In fact, a 2021 study found that a high-protein diet consisting of about 40% protein leads to increased calorie burn and fat burning compared to a diet consisting of 15% protein.

The fix: Add more protein to your diet. But keep in mind, if you increase your protein intake, you still want to ensure you’re eating a minimally-processed diet containing a blend of protein, healthy fats, and complex carbs, including plenty of fiber. And more protein doesn’t necessarily equal more meat: upping your intake of nuts, seeds, legumes, and whole grains will all get you closer to your goal, too.

4. Experiment with HIIT workouts.

Compared to your average cardio workout like running, high-intensity interval training (HIIT)—brief, very high-intensity periods of cardio exercise interspersed with periods of rest—increases metabolic rate and burns significantly more calories long after you’re done moving. In fact, one study found that just two minutes of HIIT sprint intervals increased metabolism more over the course of a day than 30 minutes of running. Some studies also suggest that HIIT may help the body preferentially burn fat for fuel as opposed to carbohydrates.

The fix: Try out a HIIT workout and see if it’s for you.

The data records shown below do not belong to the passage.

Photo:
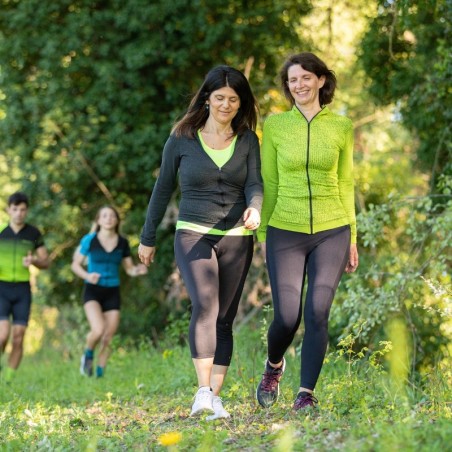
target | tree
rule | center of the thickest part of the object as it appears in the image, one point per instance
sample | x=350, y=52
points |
x=91, y=89
x=407, y=58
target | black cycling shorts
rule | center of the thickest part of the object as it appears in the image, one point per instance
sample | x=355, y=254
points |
x=15, y=301
x=109, y=298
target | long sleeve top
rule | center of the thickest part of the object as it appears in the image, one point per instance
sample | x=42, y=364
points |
x=307, y=169
x=210, y=196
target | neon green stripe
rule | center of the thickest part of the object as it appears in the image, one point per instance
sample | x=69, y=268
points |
x=239, y=231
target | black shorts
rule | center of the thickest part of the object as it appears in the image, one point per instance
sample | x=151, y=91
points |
x=15, y=301
x=109, y=298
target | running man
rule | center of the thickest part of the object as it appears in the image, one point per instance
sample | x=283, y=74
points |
x=21, y=245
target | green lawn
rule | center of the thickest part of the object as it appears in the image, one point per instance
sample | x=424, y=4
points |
x=144, y=402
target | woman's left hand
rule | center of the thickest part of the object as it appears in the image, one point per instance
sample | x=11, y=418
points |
x=352, y=263
x=252, y=218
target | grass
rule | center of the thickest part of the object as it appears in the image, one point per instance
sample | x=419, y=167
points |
x=143, y=403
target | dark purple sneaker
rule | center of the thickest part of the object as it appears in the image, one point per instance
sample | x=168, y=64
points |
x=268, y=390
x=304, y=400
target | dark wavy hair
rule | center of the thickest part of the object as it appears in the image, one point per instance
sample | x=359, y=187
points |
x=217, y=78
x=311, y=63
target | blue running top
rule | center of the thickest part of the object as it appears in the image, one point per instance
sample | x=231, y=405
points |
x=103, y=262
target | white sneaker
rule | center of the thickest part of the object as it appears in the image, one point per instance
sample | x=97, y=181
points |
x=219, y=411
x=203, y=401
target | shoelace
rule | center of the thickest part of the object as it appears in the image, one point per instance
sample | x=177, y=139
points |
x=270, y=380
x=304, y=401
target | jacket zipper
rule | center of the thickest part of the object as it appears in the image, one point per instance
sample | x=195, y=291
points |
x=311, y=219
x=311, y=214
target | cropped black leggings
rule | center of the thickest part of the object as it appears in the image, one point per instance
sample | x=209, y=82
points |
x=214, y=270
x=291, y=256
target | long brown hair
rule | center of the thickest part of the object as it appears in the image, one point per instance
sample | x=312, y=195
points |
x=197, y=113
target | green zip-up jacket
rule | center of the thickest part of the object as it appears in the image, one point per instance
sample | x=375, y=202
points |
x=307, y=169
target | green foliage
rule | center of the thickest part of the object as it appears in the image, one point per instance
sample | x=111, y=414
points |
x=406, y=55
x=412, y=237
x=143, y=403
x=89, y=91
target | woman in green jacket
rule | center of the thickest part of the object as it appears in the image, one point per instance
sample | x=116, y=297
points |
x=308, y=219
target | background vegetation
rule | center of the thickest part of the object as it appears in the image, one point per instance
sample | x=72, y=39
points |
x=88, y=93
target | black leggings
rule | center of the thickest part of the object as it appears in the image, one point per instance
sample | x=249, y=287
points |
x=214, y=270
x=291, y=256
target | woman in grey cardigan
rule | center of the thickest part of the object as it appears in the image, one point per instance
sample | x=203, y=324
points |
x=214, y=153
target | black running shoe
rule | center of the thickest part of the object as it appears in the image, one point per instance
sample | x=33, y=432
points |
x=268, y=390
x=86, y=366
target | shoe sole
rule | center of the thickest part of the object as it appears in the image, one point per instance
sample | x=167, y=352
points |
x=201, y=411
x=268, y=405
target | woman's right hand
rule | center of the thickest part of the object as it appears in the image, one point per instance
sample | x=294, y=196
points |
x=146, y=254
x=93, y=278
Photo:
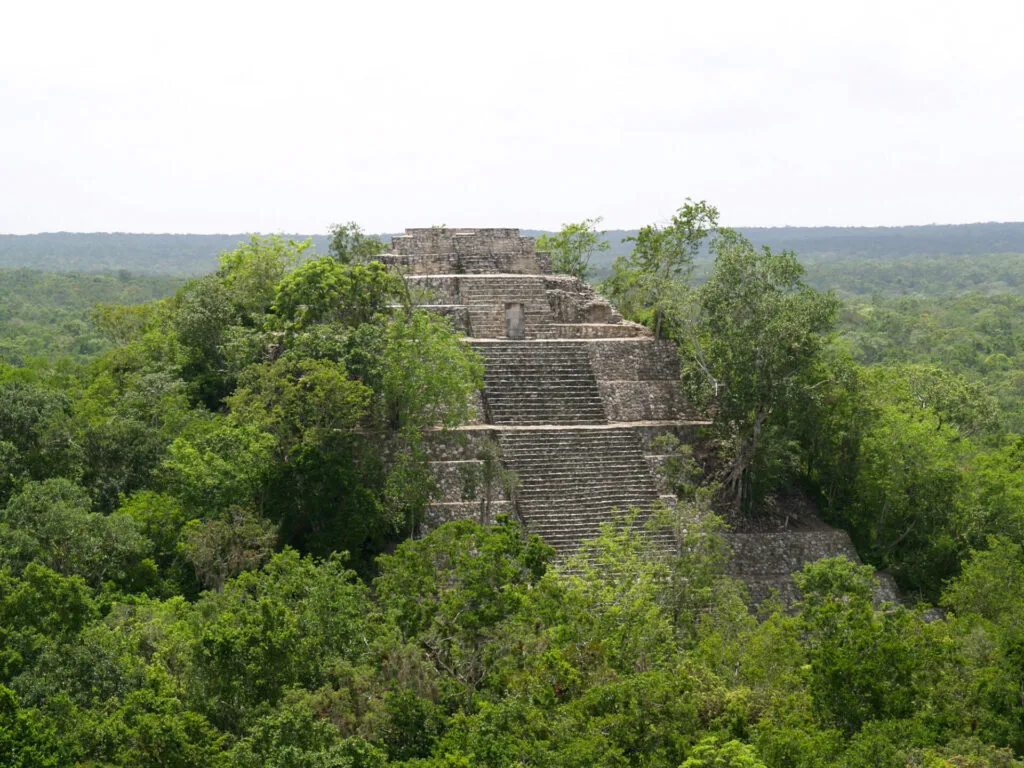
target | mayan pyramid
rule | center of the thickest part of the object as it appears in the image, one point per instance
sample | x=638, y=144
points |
x=573, y=396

For some people, HIIT workouts may be too intense to complete daily (always listen to your body), but even one or two times a week can get that metabolic fire burning.

5. Consume mineral-rich foods.

Optimal levels of certain micronutrients are often difficult to achieve through a standard American diet, and this can impair bodily processes that are crucial for a healthy metabolism. “Make sure you eat foods that are good sources of minerals that support thyroid function, which is a key factor in metabolic rate,” advises Cording. “These include iodine and selenium.”

The fix: Iodine can be found in seafood and sea vegetables like seaweed, iodized salt, fish, and dairy products, while selenium is found abundantly in Brazil nuts and is present in smaller amounts in seafood, meat, eggs, lentils, and some grains. Some people actually eat one to two brazil nuts per day as a selenium supplement. You can also consider a multimineral supplement (or a multivitamin-multimineral combo) to cover your nutritional bases.

6. Add in metabolism-boosting foods.

While no food on its own is a magic bullet for metabolism, certain foods and compounds have been found to temporarily increase metabolic rate and lead to positive outcomes related to weight and body composition. Their effects are subtle but worth noting:

  • Caffeinated beverages and foods such as coffee, green tea, and guarana have been associated with lower body weight and successful weight loss. “One reason is that caffeine has been shown to increase metabolic rate,” says Cording. “Because caffeine is a stimulant, it may also mildly suppress appetite.” Just be sure to cap your caffeine intake at 300 to 400 milligrams per day.
  • Spices such as chili peppers, which contain the active ingredient called capsaicin, may also have a subtle, temporary effect on metabolism. In supplement form, capsaicin has been shown to support fat oxidation (fat burning), increase energy expenditure (calorie burning), and regulate appetite, all of which may aid in weight management.
  • Some studies suggest that citrus flavonoids such as hesperidin, which is present in grapefruit, oranges, and other forms of citrus, may be valuable tools to combat metabolic dysregulation and reduce the risk of issues such as insulin resistance, obesity, and atherosclerosis by way of increasing fat oxidation (fat burning).

So, if you’re doing everything else right — like following the healthy habits outlined above — it may help to layer these foods or their active ingredients into your healthy lifestyle. Just be sure to speak with your doctor before incorporating any new supplement into your regimen, particularly if you have an existing health condition such as heart disease or diabetes.

The bottom line

Metabolism is a complex process influenced by just about all of your daily habits. There are some fixes for this, too. You can hone in on the basics, such as getting quality sleep, eating a balanced diet with plenty of protein and an array of micronutrients, and implementing muscle-maintaining workouts. These are your best bet for supporting healthy metabolism for life, and incorporating specific metabolism-boosting foods may provide an additional, subtle-but-meaningful boost, too.